主催: (一社)日本予防理学療法学会、(一社)日本理学療法学会連合
共催: 第5回 日本産業理学療法研究会学術大会, 第7回 日本栄養・嚥下理学療法研究会学術大会, 第57回 日本理学療法学術大会
会議名: 第9回 日本予防理学療法学会学術大会
回次: 1
開催地: 赤羽会館(東京都)
開催日: 2022/11/19 - 2022/11/20
p. 49
【はじめに、目的】
整形外科的な手術を受けた者は、一般高齢者よりもサルコペニアの有病率が高いと報告されている。人工股関節全置換術(Total Hip Arthroplasty:以下、THA)の術後アウトカムとサルコペニアとの関連を明らかにしたエビデンスは十分でない。

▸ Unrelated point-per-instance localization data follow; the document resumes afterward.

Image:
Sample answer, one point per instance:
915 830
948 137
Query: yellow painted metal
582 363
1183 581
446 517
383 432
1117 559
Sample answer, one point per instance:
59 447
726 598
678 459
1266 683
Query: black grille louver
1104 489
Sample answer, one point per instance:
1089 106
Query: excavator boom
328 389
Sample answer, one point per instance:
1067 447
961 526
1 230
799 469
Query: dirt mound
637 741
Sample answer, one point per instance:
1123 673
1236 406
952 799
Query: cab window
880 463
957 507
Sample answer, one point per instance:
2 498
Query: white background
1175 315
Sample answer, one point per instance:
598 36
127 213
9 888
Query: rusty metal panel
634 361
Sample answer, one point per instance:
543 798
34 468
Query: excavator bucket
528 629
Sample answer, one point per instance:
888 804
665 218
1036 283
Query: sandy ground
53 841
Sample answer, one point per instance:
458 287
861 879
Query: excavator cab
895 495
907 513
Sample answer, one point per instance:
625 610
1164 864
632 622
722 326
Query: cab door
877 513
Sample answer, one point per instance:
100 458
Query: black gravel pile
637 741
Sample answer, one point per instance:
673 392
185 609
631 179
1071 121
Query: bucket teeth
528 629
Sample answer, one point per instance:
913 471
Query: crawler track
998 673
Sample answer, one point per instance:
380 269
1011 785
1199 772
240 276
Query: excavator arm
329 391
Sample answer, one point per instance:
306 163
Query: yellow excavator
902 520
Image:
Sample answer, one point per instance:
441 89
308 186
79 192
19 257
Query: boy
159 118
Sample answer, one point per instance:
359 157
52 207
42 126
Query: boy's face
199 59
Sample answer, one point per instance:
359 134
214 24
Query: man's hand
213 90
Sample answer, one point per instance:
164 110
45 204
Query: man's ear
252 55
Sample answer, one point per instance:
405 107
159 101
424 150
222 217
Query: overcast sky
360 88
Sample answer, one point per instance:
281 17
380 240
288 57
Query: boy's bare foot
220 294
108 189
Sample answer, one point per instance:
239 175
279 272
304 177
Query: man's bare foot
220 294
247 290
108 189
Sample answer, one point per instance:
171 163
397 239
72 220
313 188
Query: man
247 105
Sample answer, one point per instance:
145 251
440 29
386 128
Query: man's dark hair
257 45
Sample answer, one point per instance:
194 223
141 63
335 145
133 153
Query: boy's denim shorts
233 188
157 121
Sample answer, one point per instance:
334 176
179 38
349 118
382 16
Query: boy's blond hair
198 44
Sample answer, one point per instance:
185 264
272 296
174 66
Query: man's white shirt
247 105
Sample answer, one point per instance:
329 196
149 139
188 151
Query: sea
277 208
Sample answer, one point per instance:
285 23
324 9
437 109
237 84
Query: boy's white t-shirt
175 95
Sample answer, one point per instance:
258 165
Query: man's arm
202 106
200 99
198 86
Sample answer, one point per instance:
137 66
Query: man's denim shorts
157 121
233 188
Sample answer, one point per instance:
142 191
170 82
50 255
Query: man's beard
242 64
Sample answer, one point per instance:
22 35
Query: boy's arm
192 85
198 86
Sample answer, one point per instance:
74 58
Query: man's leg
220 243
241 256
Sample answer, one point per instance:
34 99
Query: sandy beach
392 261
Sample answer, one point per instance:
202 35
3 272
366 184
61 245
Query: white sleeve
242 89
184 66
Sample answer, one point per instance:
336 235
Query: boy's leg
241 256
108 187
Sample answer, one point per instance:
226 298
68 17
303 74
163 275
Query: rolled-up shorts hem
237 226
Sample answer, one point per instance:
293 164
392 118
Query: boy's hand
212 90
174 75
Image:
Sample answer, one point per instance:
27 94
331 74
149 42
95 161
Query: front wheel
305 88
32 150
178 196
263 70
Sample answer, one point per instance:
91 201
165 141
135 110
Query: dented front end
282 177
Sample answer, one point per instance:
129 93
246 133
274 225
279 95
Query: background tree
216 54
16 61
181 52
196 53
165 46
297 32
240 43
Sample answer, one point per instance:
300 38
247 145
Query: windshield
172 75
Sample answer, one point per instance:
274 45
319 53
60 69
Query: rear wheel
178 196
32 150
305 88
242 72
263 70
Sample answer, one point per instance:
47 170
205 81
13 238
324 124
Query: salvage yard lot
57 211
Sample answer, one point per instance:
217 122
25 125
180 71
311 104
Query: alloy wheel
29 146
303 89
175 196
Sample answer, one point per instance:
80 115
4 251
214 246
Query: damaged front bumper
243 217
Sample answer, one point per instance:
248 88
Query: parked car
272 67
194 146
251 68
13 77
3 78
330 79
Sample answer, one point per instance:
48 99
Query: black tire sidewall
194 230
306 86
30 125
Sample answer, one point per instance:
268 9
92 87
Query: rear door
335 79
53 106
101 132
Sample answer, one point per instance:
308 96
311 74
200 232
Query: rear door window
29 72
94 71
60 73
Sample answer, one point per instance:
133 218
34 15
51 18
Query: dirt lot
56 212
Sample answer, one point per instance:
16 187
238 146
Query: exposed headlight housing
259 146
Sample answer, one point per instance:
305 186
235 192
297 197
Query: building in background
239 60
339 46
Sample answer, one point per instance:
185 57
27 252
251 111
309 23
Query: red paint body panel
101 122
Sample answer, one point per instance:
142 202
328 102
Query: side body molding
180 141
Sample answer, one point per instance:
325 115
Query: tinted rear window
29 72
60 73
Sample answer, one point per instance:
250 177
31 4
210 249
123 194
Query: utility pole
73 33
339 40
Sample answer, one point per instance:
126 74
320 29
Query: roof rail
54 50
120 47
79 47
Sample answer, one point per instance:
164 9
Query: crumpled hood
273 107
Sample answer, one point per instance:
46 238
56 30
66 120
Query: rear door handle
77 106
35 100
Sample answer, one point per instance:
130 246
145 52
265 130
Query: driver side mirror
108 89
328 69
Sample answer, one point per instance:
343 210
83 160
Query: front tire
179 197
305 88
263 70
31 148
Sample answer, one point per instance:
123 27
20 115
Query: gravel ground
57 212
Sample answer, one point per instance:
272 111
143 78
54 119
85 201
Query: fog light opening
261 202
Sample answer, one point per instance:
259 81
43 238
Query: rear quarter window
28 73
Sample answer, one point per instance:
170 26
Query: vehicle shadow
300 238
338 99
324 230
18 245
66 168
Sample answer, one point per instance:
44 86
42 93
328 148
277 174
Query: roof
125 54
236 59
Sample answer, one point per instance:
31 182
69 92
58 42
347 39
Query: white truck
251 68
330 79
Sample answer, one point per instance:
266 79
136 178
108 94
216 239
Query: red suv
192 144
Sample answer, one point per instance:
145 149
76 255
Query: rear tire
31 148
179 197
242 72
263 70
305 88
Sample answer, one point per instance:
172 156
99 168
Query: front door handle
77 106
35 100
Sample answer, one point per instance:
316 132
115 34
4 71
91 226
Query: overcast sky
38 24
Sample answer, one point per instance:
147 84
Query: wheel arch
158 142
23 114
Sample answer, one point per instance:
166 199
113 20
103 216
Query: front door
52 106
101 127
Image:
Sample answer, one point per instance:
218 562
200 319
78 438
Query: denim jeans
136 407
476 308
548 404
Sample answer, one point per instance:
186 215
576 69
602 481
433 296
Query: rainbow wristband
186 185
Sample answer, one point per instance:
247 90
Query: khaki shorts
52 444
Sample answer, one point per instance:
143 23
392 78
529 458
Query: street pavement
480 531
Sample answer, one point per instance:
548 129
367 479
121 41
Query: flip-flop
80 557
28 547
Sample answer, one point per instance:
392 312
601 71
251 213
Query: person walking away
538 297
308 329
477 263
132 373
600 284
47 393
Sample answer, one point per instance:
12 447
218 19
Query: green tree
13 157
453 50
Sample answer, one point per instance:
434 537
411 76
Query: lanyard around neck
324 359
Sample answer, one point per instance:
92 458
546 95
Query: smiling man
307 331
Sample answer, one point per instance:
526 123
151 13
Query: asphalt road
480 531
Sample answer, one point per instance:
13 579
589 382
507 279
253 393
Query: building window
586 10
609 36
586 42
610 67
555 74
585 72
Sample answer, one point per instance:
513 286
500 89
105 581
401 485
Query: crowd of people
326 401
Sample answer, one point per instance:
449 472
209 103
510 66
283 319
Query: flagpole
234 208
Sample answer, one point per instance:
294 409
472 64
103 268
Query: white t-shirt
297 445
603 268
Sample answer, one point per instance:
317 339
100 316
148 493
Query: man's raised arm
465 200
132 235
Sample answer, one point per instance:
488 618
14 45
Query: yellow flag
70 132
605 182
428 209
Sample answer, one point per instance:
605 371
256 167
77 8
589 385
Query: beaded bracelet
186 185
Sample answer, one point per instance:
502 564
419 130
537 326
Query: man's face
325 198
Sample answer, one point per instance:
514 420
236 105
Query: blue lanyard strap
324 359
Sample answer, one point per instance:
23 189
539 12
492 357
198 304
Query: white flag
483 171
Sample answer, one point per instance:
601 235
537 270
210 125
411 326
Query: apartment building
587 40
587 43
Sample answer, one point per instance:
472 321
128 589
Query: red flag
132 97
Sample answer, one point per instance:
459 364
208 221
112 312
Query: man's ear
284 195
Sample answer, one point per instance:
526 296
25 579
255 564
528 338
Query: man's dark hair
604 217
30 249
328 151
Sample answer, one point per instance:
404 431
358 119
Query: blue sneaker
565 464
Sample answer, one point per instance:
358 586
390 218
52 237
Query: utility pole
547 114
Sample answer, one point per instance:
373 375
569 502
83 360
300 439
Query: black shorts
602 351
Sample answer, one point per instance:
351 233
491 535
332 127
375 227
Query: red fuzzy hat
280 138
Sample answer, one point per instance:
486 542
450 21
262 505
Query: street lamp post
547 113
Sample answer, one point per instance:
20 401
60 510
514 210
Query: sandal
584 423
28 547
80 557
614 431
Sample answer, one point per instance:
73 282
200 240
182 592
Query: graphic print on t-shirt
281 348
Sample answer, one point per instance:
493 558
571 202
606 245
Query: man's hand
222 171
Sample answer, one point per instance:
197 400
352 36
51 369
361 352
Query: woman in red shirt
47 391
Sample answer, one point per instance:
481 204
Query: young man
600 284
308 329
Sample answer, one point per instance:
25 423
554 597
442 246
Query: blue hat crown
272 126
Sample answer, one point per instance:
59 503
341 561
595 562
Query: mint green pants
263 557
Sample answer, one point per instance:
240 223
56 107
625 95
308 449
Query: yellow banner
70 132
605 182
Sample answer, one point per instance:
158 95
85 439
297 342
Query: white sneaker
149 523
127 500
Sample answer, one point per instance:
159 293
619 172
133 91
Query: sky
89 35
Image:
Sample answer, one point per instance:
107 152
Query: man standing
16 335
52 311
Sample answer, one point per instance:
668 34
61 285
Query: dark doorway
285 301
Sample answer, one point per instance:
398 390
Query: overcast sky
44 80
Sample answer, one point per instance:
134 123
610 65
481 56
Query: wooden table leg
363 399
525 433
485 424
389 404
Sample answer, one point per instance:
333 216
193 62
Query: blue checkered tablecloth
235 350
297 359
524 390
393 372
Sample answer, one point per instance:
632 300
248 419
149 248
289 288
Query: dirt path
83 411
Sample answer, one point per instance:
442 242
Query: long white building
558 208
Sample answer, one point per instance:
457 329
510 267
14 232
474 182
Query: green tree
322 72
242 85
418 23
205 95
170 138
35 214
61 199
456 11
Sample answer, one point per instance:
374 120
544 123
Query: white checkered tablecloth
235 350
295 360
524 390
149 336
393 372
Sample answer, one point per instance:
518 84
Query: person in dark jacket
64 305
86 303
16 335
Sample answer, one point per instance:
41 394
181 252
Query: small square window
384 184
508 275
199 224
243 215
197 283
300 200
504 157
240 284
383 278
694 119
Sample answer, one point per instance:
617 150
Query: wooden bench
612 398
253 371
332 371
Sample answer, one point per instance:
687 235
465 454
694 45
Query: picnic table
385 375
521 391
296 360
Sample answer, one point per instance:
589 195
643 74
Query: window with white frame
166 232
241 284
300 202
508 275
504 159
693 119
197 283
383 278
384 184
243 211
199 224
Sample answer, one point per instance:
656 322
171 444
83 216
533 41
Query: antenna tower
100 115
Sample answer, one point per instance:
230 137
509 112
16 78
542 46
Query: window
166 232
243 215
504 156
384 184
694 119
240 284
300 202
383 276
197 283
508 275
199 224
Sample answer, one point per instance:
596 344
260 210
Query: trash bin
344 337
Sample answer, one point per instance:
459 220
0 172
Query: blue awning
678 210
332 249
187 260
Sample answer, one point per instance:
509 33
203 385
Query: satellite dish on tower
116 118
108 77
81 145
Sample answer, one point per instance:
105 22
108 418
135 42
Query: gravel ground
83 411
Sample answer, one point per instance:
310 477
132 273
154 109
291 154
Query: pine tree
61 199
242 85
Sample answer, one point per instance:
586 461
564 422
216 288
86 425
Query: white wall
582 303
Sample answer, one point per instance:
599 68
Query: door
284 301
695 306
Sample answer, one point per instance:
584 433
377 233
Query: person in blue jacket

THAの術後アウトカムとサルコペニアとの関連が明らかになれば、サルコペニアを予防する取り組みの価値をより一層高めるとともに、術後リハビリテーションの戦略を立てるときに役立つ情報になると考える。本研究の目的は、THA患者を対象に、サルコペニアの有病率とサルコペニアと術後アウトカムとの関連を明らかにすることとした。
【方法】
研究デザインは、後ろ向きコホートスタディとした。対象は、当院にて末期変形性股関節症によりTHAを受けた者142名とした。除外基準は、脳血管疾患による後遺症がある者、手術既往がある者とした。測定項目は、体組成データと握力、日本語版準WOMACの疼痛項目(WOMAC-P)と身体機能項目(WOMAC-F)とした。体 組成データと握力は術前に測定し、アジア・サルコペニア・ワー キンググループのカットオフ値を基に、低筋力なし・低骨格筋量 なし(標準群)、低筋力あり・低骨格筋量なし(低筋力あり群)、 低筋力あり・低骨格筋量あり(サルコペニア群)の3群に分類した。WOMAC-PとWOMAC-Fは、術前、術後3か月・6か月に測定し、0 点(最も悪い状態)から100点(最も良い状態)で採点した。さらに、筋力を必要とする下位項目である「階段を昇る」、「階段を降りる」、「重労働をする」に対する困難感の平均値と標準偏差を算出した。統計解析は、記述統計を用いて標準・低筋力あり・サルコペニアの3群の有病率を算出した。WOMAC-PとWOMAC-F、下位項目の点数は、一般線形モデルを用いて、時期ごとに3群で比較した。
【結果】
対象は、標準群85名(59.8%)、低筋力あり群54名(38.0%)、サルコペニア群3名(0.2%)であった。WOMAC-Pは全ての時期で有意な群間差はなかった。WOMAC-Fの平均値は、標準群・低筋力あり群・サルコペニア群の順に、術前では52.3・56.6・41.6点、術後3 か月では86.75・89.5・41.0点、術後6か月では87.5・91.8・59.0点であり、術後3・6か月でサルコペニア群が他の群よりも有意に低値であった。「階段を昇る」、「階段を降りる」、「重労働をする」の困難感は、術後3・6か月でサルコペニア群が他の群よりも有意に困難を感じていた。
【結論】
THA患者のうちサルコペニアを呈する者は、先行研究では33.3% と報告されているが、本研究では0.2%と非常に少なかった。サルコペニア群は、標準群と低筋力あり群に比べて、術後に日常生活動作で困難を感じやすいことが明らかになった。
【倫理的配慮,説明と同意】
本研究はヘルシンキ宣言に則って進められた。本研究は後ろ向き研究のため、事前に説明と同意を取得することは困難であった。代わりに、対象者向けに文書を公開し、研究参加に対して拒否する機会を設けた。